Personal information
- Born: February 18, 1991 (age 35) St. Louis, Missouri, U.S.
- Listed height: 6 ft 3 in (1.91 m)
- Listed weight: 231 lb (105 kg)

Career information
- High school: St. Louis University (St. Louis, Missouri)
- College: Arkansas (2009–2012)
- NFL draft: 2013: undrafted

Career history
- Atlanta Falcons (2013)*; Buffalo Bills (2013−2014); Atlanta Falcons (2014−2015)*; Hamilton Tiger-Cats (2015−2016)*;
- * Offseason or practice squad member only

Career NFL statistics
- Rushing yards: 4
- Receptions: 1
- Receiving yards: 2
- Stats at Pro Football Reference

= Ronnie Wingo =

American football player (born 1991)

Ronnie Irving Wingo Jr. (born February 18, 1991) is an American football running back. He played college football at Arkansas. He has also been a member of the Atlanta Falcons and Buffalo Bills. He was also a former Assistant Coach for the Affton High School freshman football team.

==Early life==
He attended St. Louis University High School in St. Louis, Missouri. He was selected to the U.S. Army All-American Bowl West team and was selected to the first-team Class 6A all-state team. He rushed for 4,449 yards and scored 48 touchdowns in high school.

==College career==
Wingo attended the University of Arkansas from 2009 to 2012.

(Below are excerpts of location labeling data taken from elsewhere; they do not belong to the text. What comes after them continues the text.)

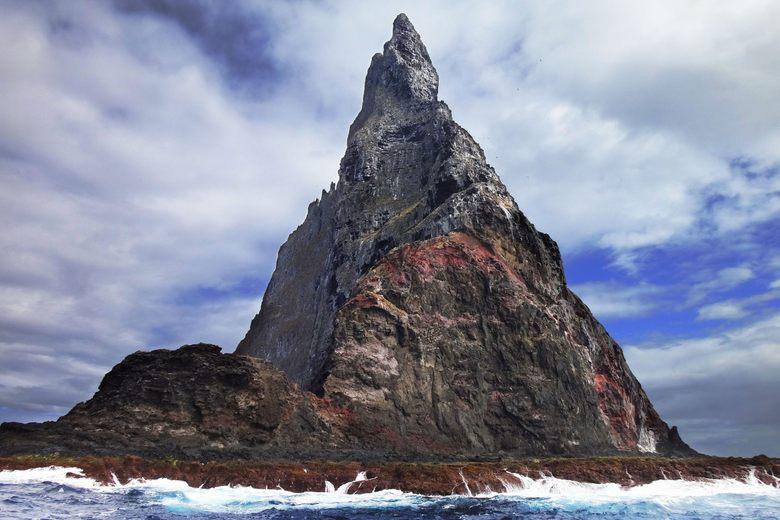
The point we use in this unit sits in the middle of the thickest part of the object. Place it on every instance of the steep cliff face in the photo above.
(419, 312)
(417, 296)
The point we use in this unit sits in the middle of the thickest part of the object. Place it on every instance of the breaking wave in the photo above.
(66, 491)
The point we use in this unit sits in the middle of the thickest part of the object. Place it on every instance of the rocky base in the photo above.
(195, 403)
(421, 478)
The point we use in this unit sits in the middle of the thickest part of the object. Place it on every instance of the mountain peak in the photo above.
(402, 75)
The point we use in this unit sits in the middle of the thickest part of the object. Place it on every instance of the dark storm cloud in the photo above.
(236, 37)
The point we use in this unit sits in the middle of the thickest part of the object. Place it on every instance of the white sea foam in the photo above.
(178, 495)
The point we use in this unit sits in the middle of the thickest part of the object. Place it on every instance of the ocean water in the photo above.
(49, 493)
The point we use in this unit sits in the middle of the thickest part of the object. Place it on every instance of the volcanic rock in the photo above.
(418, 296)
(416, 313)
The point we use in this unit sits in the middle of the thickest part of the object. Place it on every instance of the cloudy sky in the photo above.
(155, 153)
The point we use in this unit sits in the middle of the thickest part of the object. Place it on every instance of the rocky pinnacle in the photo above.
(417, 297)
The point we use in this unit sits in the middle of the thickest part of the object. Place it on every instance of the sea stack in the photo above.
(417, 296)
(416, 314)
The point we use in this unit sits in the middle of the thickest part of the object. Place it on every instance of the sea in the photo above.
(52, 494)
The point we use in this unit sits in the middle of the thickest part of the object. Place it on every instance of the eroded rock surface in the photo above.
(440, 315)
(416, 313)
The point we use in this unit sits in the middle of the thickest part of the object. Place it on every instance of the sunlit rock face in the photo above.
(418, 299)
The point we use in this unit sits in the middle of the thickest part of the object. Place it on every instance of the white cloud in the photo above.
(723, 280)
(721, 311)
(610, 300)
(721, 389)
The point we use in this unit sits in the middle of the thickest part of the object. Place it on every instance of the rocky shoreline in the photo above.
(422, 478)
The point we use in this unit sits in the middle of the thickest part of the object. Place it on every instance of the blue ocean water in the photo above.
(49, 493)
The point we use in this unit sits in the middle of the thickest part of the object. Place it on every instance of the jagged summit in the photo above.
(418, 297)
(402, 75)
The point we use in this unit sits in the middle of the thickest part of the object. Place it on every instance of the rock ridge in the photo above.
(416, 313)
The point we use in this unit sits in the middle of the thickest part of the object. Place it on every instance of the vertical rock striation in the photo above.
(417, 296)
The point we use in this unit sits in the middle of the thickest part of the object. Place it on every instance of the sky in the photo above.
(154, 154)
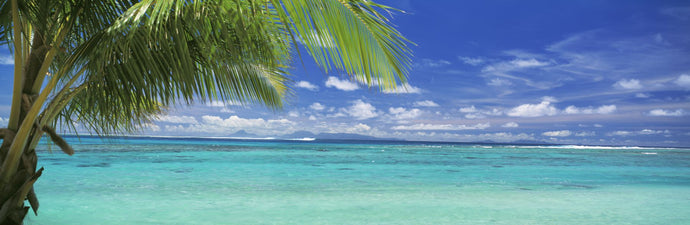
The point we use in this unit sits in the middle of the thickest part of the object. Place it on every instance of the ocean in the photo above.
(220, 181)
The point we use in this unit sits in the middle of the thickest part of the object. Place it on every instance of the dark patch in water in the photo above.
(515, 157)
(564, 186)
(183, 170)
(94, 165)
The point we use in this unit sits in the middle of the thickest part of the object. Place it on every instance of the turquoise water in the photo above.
(196, 181)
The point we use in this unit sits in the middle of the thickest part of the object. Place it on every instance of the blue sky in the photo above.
(573, 72)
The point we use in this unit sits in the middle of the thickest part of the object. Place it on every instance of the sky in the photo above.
(588, 72)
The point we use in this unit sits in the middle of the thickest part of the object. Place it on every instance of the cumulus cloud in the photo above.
(499, 82)
(404, 89)
(522, 63)
(510, 125)
(683, 81)
(424, 126)
(307, 85)
(470, 109)
(176, 119)
(317, 106)
(641, 132)
(533, 110)
(425, 103)
(628, 84)
(431, 63)
(222, 104)
(216, 125)
(585, 134)
(361, 110)
(401, 113)
(606, 109)
(471, 61)
(343, 85)
(516, 64)
(559, 133)
(642, 95)
(663, 112)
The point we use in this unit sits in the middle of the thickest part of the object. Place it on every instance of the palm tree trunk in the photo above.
(20, 187)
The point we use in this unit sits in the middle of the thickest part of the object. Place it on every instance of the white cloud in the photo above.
(534, 110)
(317, 106)
(424, 126)
(307, 85)
(510, 125)
(650, 132)
(499, 82)
(641, 132)
(222, 104)
(404, 89)
(425, 103)
(662, 112)
(560, 133)
(474, 113)
(151, 127)
(471, 61)
(585, 134)
(219, 126)
(605, 109)
(628, 84)
(523, 63)
(642, 95)
(683, 81)
(343, 85)
(361, 110)
(681, 13)
(431, 63)
(401, 113)
(176, 119)
(6, 60)
(359, 128)
(470, 109)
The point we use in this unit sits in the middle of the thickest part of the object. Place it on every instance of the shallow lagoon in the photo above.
(211, 181)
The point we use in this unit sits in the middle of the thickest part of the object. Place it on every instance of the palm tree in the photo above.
(110, 66)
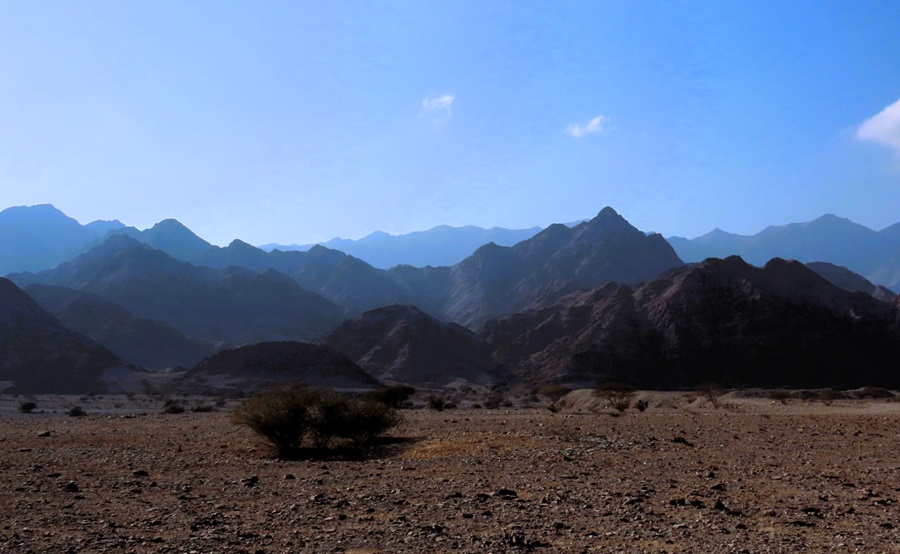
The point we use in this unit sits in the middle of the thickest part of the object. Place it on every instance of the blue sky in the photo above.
(297, 122)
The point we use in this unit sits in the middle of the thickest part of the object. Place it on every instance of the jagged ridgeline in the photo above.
(577, 304)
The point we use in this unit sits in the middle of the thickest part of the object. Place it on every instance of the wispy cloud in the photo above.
(437, 106)
(595, 125)
(883, 127)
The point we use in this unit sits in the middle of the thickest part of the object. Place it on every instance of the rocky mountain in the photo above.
(256, 367)
(441, 246)
(42, 237)
(721, 320)
(498, 280)
(874, 255)
(234, 305)
(145, 342)
(39, 355)
(402, 344)
(850, 281)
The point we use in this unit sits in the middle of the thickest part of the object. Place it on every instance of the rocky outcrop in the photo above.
(405, 345)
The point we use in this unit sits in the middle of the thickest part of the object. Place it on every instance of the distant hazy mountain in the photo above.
(256, 367)
(850, 281)
(41, 237)
(440, 246)
(403, 344)
(39, 355)
(233, 305)
(874, 255)
(147, 343)
(721, 320)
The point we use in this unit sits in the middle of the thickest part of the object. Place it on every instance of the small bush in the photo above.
(171, 406)
(712, 392)
(394, 396)
(554, 392)
(782, 396)
(495, 400)
(436, 402)
(617, 395)
(287, 415)
(27, 407)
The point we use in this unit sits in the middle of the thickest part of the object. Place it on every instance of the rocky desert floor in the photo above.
(682, 476)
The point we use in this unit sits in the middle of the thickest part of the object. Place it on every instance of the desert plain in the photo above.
(750, 476)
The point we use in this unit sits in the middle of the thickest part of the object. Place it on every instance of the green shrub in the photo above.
(27, 407)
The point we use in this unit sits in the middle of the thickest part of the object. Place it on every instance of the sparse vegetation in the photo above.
(172, 406)
(394, 396)
(712, 392)
(287, 415)
(783, 396)
(27, 407)
(436, 402)
(618, 395)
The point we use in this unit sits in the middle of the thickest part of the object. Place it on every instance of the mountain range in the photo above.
(577, 304)
(873, 254)
(440, 246)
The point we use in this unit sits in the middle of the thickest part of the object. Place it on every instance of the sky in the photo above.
(296, 122)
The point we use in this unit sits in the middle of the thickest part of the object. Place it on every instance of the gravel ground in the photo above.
(752, 476)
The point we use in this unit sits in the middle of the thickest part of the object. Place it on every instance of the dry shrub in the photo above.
(554, 391)
(287, 415)
(618, 395)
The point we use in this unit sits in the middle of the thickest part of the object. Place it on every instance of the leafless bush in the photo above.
(287, 415)
(618, 395)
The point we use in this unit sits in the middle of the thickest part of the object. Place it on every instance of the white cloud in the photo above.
(436, 106)
(595, 125)
(883, 127)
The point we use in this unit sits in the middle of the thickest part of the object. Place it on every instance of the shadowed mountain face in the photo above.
(42, 356)
(147, 343)
(722, 320)
(259, 366)
(850, 281)
(403, 344)
(874, 255)
(234, 305)
(41, 237)
(558, 260)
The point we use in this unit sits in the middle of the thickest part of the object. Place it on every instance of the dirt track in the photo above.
(679, 477)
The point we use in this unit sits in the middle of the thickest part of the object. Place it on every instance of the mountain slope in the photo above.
(147, 343)
(722, 320)
(259, 366)
(41, 237)
(41, 356)
(233, 305)
(498, 280)
(874, 255)
(403, 344)
(441, 246)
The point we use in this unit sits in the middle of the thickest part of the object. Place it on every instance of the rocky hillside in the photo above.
(721, 320)
(259, 366)
(39, 355)
(402, 344)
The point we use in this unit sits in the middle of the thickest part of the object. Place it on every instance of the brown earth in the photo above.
(751, 476)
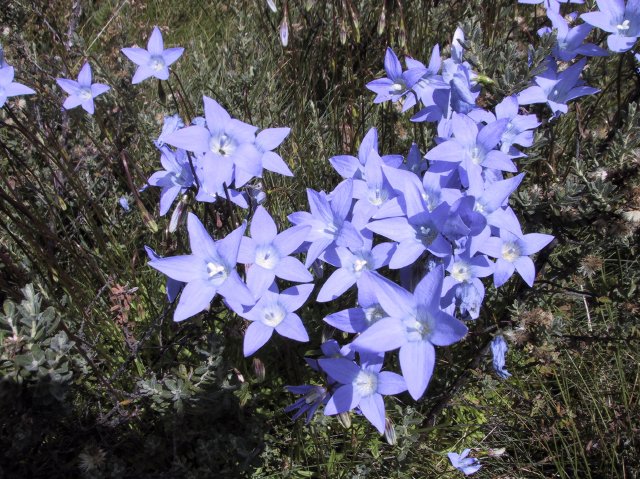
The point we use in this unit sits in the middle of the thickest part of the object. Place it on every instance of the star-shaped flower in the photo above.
(8, 87)
(155, 60)
(83, 91)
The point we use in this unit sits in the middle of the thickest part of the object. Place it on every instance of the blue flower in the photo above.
(83, 91)
(499, 348)
(556, 89)
(274, 311)
(155, 60)
(176, 177)
(467, 465)
(268, 253)
(415, 324)
(512, 253)
(362, 386)
(329, 227)
(570, 40)
(208, 270)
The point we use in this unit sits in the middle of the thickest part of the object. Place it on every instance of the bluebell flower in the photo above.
(569, 42)
(620, 20)
(171, 123)
(155, 60)
(499, 349)
(463, 285)
(173, 286)
(472, 148)
(83, 91)
(512, 253)
(396, 84)
(362, 386)
(268, 253)
(226, 147)
(426, 79)
(415, 235)
(415, 324)
(175, 179)
(368, 312)
(266, 141)
(465, 464)
(352, 266)
(8, 87)
(210, 269)
(328, 221)
(556, 89)
(274, 311)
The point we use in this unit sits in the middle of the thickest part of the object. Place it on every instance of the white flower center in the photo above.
(373, 314)
(366, 383)
(426, 235)
(267, 256)
(475, 155)
(217, 272)
(461, 271)
(273, 314)
(377, 196)
(398, 87)
(85, 94)
(157, 63)
(362, 262)
(510, 251)
(624, 26)
(222, 145)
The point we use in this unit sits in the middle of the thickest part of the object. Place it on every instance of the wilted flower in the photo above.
(499, 349)
(465, 464)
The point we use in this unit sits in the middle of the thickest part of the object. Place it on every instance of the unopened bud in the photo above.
(390, 432)
(258, 369)
(344, 418)
(284, 32)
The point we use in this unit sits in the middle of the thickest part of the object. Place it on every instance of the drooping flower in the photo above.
(620, 20)
(395, 85)
(467, 465)
(415, 324)
(8, 87)
(556, 89)
(208, 270)
(155, 60)
(83, 91)
(499, 349)
(175, 179)
(362, 386)
(570, 41)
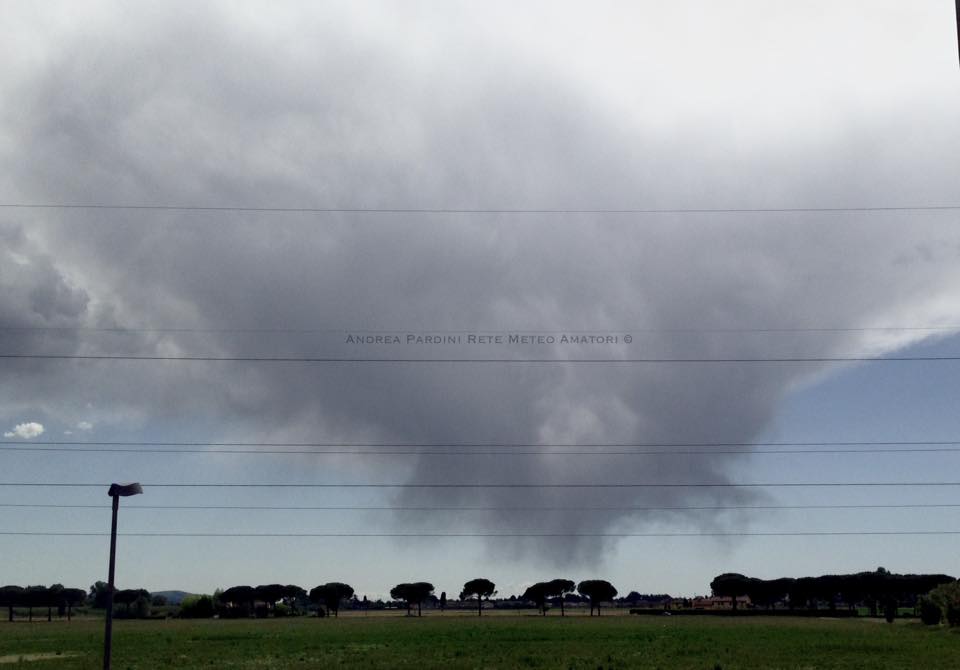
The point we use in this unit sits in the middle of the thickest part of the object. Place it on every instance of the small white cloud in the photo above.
(26, 430)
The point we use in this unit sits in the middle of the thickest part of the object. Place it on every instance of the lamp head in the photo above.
(124, 490)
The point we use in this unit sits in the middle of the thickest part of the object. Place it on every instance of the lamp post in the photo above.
(115, 492)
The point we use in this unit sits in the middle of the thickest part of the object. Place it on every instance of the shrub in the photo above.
(197, 607)
(947, 598)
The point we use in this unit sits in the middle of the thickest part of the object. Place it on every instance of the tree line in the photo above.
(935, 596)
(49, 597)
(876, 589)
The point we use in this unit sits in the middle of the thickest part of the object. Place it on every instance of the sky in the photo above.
(528, 121)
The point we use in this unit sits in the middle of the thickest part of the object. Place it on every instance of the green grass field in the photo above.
(503, 641)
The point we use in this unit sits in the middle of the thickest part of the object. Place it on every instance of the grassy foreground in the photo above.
(514, 641)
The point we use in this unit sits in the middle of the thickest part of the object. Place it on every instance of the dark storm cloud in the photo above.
(218, 110)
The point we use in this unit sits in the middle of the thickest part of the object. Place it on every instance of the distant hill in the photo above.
(173, 597)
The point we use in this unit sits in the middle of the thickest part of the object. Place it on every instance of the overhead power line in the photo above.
(486, 485)
(475, 210)
(560, 361)
(510, 508)
(479, 331)
(486, 445)
(533, 534)
(37, 449)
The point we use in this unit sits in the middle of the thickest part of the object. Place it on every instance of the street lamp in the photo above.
(115, 492)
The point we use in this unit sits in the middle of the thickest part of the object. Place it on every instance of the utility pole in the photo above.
(115, 492)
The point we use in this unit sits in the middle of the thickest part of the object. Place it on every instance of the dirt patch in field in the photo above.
(48, 656)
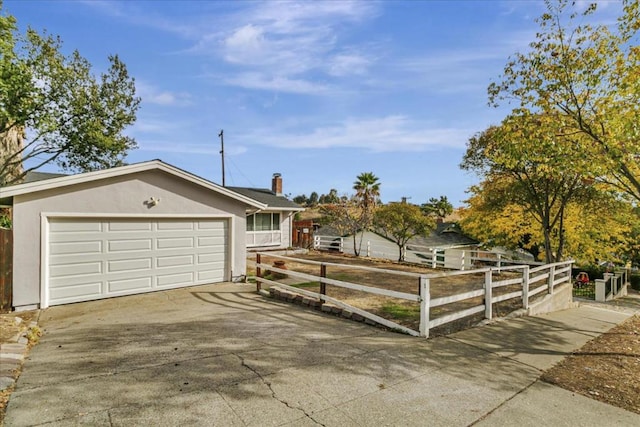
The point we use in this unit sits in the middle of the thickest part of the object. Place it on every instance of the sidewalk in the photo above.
(540, 342)
(223, 355)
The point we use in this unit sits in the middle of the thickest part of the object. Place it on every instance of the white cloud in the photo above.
(348, 64)
(278, 84)
(195, 148)
(383, 134)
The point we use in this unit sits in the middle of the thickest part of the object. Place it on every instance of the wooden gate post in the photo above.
(488, 306)
(323, 274)
(258, 273)
(424, 307)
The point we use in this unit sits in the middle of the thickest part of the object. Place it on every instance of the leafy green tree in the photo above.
(400, 222)
(347, 218)
(301, 199)
(439, 208)
(367, 187)
(525, 159)
(313, 199)
(70, 117)
(586, 78)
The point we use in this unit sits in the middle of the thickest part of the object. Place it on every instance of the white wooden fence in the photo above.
(453, 258)
(613, 285)
(531, 282)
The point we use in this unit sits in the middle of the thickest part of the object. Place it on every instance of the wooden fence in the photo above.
(530, 281)
(451, 257)
(613, 285)
(6, 269)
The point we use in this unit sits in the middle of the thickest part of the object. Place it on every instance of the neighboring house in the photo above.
(269, 228)
(126, 230)
(452, 248)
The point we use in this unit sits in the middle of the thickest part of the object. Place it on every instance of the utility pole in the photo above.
(221, 135)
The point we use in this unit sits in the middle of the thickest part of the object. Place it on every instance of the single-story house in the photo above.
(270, 228)
(452, 248)
(126, 230)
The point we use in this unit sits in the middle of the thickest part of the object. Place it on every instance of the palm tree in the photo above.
(367, 188)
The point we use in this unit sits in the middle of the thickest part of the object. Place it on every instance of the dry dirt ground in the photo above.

In his freshman season, he rushed for 319 yards on 49 carries (6.5 avg) and 3 rushing touchdowns. He also recorded 5 receptions, for 99 yards and one touchdown.

In his sophomore season, he rushed for 253 yards on 41 carries (6.2 avg) and one touchdown. He recorded a career-high 27 receptions, for 274 yards receiving yards and 4 touchdowns.

In his junior season, he rushed for a career best 458 yards on 104 carries (4.4 avg) and one touchdown. He also recorded 20 receptions, for 187 yards and 2 touchdowns.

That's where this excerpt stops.